Helen Mirren Talks Taking ‘Documentary Now’ ‘Frightfully’ Seriously

Christi Carras

February 9, 2019

Article taken from Variety.

Few people could introduce a fake documentary called “Bats— Valley” with a straight face. But if there’s anyone for the job, it’s Dame Helen Mirren.

Clad in a shin-length orange dress, Mirren, studio host of the parody series “Documentary Now!,” stood resolute at her mark and took a lengthy pause before delivering the introductory line, “This is ‘Bats— Valley,’” deadpan to camera — only allowing herself a brief chuckle when the director called “cut!”

“It was a little long, but I wanted it to be frightfully serious,” Mirren said, explaining why she delayed the final expletive.

“Bats— Valley” was just one of multiple mockumentaries for which Mirren filmed intros on a hot August day at Walt Disney Studios. Reading from a teleprompter, the seasoned actress knocked each one out back-to-back, only pausing every so often to clear her strained throat (ADR work earlier that day required “a bit of shouting”). The final product will be featured at the beginning of episodes throughout the third season of Bill Hader and Fred Armisen’s “Documentary Now!”
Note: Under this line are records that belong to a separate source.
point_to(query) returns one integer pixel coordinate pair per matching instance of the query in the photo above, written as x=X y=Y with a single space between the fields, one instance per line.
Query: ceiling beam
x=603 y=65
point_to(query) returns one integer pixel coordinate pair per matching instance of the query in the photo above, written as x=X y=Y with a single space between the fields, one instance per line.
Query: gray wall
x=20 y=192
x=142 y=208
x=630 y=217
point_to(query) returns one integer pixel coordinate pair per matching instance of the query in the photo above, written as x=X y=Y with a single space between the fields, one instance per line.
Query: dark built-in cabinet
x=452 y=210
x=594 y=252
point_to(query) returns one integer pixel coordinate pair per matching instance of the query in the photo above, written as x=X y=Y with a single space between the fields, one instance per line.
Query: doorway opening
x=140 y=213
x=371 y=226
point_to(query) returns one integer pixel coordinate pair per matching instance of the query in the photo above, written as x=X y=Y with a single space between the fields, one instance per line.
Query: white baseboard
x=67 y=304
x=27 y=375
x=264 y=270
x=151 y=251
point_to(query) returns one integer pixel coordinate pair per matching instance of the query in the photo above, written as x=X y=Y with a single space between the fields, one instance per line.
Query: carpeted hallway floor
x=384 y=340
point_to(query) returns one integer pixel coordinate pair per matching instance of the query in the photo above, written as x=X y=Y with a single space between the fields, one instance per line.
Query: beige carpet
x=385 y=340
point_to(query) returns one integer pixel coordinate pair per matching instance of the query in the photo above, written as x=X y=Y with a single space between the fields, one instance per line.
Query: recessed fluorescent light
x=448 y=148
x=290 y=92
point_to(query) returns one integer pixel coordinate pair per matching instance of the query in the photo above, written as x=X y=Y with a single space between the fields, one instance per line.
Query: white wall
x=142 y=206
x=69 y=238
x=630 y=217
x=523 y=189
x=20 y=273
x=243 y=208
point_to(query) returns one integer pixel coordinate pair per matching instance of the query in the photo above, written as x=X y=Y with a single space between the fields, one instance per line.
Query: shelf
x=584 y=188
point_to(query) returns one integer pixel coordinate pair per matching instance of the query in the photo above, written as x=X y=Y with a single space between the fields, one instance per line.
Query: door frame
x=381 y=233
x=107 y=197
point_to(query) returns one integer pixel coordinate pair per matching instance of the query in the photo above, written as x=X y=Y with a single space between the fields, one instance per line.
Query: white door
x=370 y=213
Since she began working on the show in 2015, Mirren has solidified her regal hostess look — comprised this season of the long, fitted dress, simple earrings, and sensible nude heels.

“What jewelry to wear and the kind of dress to wear, yes, there is a consistency there, definitely,” Mirren told Variety of her presenter look. “It’s kind of me, and it’s kind of not me as well. This is me, and that dress over there — orange dress — is the ‘Documentary Now!’ me. The ‘Documentary Now!’ me is much more serious than I actually am.”
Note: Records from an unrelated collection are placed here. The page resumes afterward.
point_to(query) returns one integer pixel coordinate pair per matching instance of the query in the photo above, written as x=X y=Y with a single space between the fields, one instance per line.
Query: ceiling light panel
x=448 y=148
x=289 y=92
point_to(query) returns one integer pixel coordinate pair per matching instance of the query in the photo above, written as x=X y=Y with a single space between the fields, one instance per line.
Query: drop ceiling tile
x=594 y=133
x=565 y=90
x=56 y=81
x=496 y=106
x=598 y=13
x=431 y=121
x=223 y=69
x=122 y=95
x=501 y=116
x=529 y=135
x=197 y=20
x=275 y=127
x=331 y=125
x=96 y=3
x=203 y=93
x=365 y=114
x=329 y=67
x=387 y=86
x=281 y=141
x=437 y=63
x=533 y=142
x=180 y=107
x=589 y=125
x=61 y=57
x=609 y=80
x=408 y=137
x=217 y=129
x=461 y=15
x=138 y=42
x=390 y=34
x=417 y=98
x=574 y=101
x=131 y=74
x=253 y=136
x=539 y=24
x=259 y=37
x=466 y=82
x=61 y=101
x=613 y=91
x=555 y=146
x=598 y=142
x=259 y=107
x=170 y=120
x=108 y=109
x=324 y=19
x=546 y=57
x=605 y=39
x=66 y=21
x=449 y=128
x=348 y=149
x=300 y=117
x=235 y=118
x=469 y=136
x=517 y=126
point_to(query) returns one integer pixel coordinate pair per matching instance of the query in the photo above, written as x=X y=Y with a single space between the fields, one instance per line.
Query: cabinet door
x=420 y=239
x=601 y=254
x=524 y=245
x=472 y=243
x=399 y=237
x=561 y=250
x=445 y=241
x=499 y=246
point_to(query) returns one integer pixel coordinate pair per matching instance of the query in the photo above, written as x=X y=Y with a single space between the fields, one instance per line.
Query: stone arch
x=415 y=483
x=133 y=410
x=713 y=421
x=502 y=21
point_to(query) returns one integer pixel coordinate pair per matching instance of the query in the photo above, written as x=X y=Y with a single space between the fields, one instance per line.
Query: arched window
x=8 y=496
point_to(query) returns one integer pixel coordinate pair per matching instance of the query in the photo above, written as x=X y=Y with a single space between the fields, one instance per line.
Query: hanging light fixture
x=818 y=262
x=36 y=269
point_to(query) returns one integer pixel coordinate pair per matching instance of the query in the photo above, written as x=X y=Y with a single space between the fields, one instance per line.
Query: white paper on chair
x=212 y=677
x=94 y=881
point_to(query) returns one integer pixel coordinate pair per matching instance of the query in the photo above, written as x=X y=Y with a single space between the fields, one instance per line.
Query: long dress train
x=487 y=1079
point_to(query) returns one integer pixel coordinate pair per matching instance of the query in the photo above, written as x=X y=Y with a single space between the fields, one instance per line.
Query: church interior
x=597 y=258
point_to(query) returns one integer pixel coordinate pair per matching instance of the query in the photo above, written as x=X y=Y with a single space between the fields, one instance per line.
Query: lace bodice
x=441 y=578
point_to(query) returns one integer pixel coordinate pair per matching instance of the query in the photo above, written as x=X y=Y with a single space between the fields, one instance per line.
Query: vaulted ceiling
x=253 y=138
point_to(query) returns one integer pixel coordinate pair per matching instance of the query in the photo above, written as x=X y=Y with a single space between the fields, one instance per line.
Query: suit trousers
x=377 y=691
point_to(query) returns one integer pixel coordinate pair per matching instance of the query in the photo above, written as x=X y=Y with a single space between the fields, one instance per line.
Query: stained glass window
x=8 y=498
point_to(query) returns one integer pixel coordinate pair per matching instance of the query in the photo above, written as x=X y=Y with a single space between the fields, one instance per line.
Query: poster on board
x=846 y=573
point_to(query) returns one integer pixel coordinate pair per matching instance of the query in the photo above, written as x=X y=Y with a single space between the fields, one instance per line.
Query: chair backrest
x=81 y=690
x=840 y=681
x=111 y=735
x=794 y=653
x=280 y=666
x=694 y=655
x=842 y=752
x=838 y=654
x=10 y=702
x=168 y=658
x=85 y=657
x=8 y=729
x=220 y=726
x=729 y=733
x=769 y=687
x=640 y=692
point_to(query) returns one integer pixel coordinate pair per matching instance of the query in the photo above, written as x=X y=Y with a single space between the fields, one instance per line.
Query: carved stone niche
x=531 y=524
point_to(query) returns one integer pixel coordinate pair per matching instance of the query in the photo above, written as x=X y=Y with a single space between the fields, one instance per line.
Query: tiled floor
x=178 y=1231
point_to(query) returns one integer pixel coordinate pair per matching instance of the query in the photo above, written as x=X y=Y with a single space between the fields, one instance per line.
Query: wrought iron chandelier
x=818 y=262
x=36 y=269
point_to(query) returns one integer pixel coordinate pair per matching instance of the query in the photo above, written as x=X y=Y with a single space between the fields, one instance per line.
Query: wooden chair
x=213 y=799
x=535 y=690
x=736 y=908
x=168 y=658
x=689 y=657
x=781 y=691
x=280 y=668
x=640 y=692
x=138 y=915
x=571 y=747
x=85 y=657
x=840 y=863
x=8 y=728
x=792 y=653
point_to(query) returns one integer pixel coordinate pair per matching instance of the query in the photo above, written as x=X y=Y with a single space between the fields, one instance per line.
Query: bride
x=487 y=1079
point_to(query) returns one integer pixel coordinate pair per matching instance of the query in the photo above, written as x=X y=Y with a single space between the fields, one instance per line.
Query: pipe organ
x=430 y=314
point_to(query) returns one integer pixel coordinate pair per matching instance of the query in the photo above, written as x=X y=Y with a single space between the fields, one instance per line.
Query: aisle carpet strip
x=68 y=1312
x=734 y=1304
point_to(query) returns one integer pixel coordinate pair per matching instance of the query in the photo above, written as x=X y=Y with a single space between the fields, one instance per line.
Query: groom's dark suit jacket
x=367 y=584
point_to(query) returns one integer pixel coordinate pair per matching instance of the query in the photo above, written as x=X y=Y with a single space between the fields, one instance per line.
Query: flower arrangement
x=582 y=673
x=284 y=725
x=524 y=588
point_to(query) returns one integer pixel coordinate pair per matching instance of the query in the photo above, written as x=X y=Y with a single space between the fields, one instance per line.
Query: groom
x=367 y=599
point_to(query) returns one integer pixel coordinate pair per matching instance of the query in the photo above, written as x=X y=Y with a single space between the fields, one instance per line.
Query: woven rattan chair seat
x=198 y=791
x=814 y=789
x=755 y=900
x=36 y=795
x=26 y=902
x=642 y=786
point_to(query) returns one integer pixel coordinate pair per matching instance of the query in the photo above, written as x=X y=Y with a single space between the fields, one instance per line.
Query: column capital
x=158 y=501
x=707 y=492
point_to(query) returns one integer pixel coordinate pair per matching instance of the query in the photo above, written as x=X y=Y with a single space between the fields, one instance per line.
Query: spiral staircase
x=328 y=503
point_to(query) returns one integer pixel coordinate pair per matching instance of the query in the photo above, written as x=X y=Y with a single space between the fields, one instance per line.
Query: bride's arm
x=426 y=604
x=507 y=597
Though the “Documentary Now!” titles and scripts are aligned with the show’s satirical tone, Mirren must pretend to be unfazed when she reads each line from the teleprompter live for the first time. She doesn’t see them beforehand — she likes to be surprised.

“You just have to put to one side that this is anything to do with comedy — this is nothing to do with comedy,” Mirren said. “This is very, very serious, and I have to think that I’m presenting an absolutely, profoundly serious documentary and treat it with that sort of respect and seriousness that I would if that was what I was presenting.”
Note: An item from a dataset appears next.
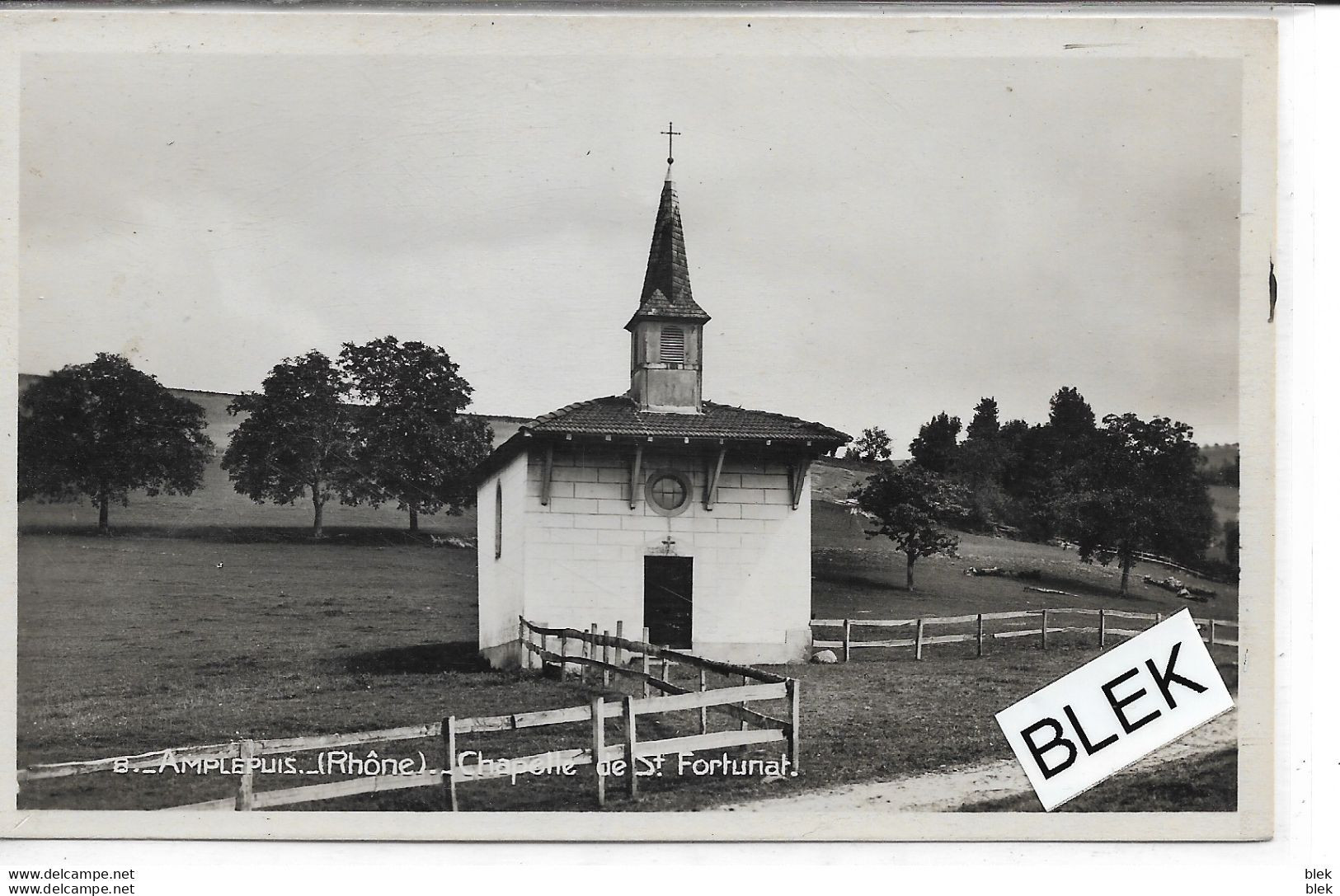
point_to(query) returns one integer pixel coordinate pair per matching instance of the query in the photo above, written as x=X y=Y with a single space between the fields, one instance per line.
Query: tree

Executive producers Hader and Armisen star in the majority of the “Documentary Now!” episodes, while many feature a slew of guest stars. Past seasons have featured talent ranging from fellow “Saturday Night Live” personalities like Aidy Bryant and Maya Rudolph to Jack Black and Anne Hathaway.

Among the season 3 parodies Mirren introduced throughout the day were a mockumentary on artist Marina Abramovic, guest starring Cate Blanchett; a pic about competitive bowling, guest starring Bobby Moynahan; and of course, “Bats— Valley,” which centers on Father Ra-Shawbard, guest starring Owen Wilson and Michael Keaton.

An avid lover of real documentaries, Mirren is always excited to see which stories the former “SNL” duo decides to tackle next — and which comedy heavyweights they cast as caricatures of the mock docs’ real-life subjects. She also half-jokes that she should be cast in one of them.

With so many docs to pine for inspiration, Mirren has a few ideas as to which stories Armisen and Hader might adapt in future seasons — though her favorite so far is still the pilot, which is based on the documentary “Grey Gardens.”

“A parody of a documentary about the royal family would be pretty funny,” she said. “They’d have to do it very, very carefully and cleverly, but that would be pretty funny.”

She’d even be willing to offer up one of the documentaries in which she’s previously participated. Mirren has lent her English accent as a narrator for multiple docs, including “Enemy of the Reich: The Noor Inayat Khan Story” and “American Masters.”

“I would love it,” she said of the “Documentary Now!” team potentially parodying one of her previous projects. “Maybe I’ll do the voiceover for it.”

Season 3 of “Documentary Now!” premieres on Feb. 20.